Nous vivons en étant entourés, de toutes parts, par des messages, des paroles écrites, parlées, entendues ou exprimées, que ce soit par nous, ou par d’autres à notre intention, des parents, des proches, des collègues de travail ou des inconnus. Le flux presque ininterrompu de paroles auquel nous sommes connectés mélange les actualités et les messages de la sphère professionnelle, la communication avec les proches et les diverses émissions de divertissement, les pages des journaux et celles des livres lus. Partout, des paroles. Écrites, ou parlées, entendues ou chantées, elles attendent – aux portes de l’attention, d’être perçues, et de déverser dans l’esprit de chacun d’entre nous des millions de significations.

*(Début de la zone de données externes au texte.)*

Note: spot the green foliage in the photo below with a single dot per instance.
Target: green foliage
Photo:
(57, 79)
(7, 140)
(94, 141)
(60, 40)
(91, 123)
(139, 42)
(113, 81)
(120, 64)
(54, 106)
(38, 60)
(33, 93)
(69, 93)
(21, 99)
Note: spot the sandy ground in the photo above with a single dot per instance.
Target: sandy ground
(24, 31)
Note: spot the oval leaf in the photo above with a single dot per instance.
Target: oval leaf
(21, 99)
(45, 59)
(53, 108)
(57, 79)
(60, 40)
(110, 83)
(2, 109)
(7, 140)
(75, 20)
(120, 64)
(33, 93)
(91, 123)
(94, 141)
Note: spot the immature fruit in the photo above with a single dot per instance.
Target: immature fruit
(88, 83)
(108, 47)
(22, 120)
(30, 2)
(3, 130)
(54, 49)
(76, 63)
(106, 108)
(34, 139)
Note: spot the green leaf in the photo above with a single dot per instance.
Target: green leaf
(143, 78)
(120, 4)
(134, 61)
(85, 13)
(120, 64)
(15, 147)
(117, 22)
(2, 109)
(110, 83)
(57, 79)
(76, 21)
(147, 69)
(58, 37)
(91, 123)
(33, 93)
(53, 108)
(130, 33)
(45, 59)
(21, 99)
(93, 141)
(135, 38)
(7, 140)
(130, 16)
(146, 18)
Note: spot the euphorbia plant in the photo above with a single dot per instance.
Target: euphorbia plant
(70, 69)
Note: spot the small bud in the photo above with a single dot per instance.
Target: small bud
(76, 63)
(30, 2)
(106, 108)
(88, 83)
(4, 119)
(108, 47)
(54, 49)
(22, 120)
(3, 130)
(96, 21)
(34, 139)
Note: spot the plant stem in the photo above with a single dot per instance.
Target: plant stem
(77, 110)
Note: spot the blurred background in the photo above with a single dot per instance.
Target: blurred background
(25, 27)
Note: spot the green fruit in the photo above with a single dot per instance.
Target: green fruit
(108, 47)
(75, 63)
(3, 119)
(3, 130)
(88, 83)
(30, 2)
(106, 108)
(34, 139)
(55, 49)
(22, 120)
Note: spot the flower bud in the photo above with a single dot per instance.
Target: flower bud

Il est aussi important de constater, dans l’ère numérique que nous traversons, que cette communication généralisée, qui mélange et met en circulation des informations et des productions culturelles, du divertissement et des publicités, des messages de nos proches et des tâches professionnelles, augmente en intensité.

Certaines statistiques montrent que de plus en plus de livres font leur apparition1. Évidemment, il y a de plus en plus de contenu sur internet, dans un espace virtuel qui s’étend rapidement,  à chaque heure. Il y a de plus en plus de morceaux de musique qui sont mis en circulation, et de plus en plus de productions cinématographiques2, de plus en plus de publicités, chacune portant sa propre narration, et ayant pour but de nous convaincre, par des artifices psychologiques de plus en plus persuasifs, du fait qu’on doit les prendre en considération, les analyser individuellement et les garder à l’esprit pendant longtemps. D’une certaine façon, toute la production de paroles du présent sollicite notre attention et revendique une place dans notre esprit. Nous sommes appelés à vivre, au travail – par l’ordinateur, dans la voiture – par la radio, à la maison – par la télévision, pendant les vacances – par le téléphone, en connexion ininterrompue.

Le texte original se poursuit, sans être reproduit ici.